Mémoire sur un bas-relief mithriaque, qui a été découvert à Vienne (Isère)
This memoir by Félix Lajard examines a Mithraic bas-relief discovered in 1830 during earthworks in the city of Vienne (Isère). Two fragments of a broken Roman relief were unearthed on private property near previously identified ancient structures. An initial report attributed the monument to the cult of Janus, but Lajard argues that this identification is incorrect and that the relief belongs instead to the Roman cult of Mithras, despite presenting features not previously attested on Mithraic reliefs.

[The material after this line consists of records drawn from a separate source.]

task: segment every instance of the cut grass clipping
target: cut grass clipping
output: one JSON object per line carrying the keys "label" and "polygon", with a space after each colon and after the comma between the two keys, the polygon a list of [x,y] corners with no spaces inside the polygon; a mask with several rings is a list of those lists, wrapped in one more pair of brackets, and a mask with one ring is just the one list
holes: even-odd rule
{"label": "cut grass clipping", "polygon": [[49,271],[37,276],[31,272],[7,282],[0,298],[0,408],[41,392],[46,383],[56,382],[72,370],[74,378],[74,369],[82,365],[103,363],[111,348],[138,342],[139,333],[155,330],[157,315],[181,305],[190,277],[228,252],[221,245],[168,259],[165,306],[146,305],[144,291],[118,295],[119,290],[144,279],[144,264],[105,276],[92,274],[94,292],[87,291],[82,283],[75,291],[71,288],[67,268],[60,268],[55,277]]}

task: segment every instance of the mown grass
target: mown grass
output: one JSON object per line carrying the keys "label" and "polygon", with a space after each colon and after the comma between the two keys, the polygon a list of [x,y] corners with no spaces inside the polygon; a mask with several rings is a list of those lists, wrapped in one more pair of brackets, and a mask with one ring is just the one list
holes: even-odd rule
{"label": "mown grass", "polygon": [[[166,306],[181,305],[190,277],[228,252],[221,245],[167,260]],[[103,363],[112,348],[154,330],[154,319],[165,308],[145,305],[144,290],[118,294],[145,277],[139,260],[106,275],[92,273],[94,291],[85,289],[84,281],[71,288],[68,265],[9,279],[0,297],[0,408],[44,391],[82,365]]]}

To clarify the matter, Lajard travelled to Vienne to inspect both the fragments and their archaeological context. Together with local scholars, he observed that nearby remains correspond to a small underground vaulted structure, likely a mithraeum. The relief appears to have been forcibly removed and deliberately broken, probably during the late antique destruction of pagan sanctuaries. From the surviving fragments, Lajard reconstructs the original dimensions of the monument and notes that it was carved in a non-local limestone, suggesting importation from southern regions of Gaul.
The preserved imagery includes a lion-headed, winged figure entwined by a serpent, holding keys, flanked by altars and subsidiary figures. Lajard situates this iconography within the broader corpus of Roman representations of lion-headed deities associated with Mithraism, comparing the Vienne relief with earlier finds known from Rome and elsewhere. He emphasizes the uniqueness of the composition, particularly the association of the lion-headed figure with paired subsidiary groups, and treats the monument as significant evidence for the diversity of Mithraic imagery in the Roman world.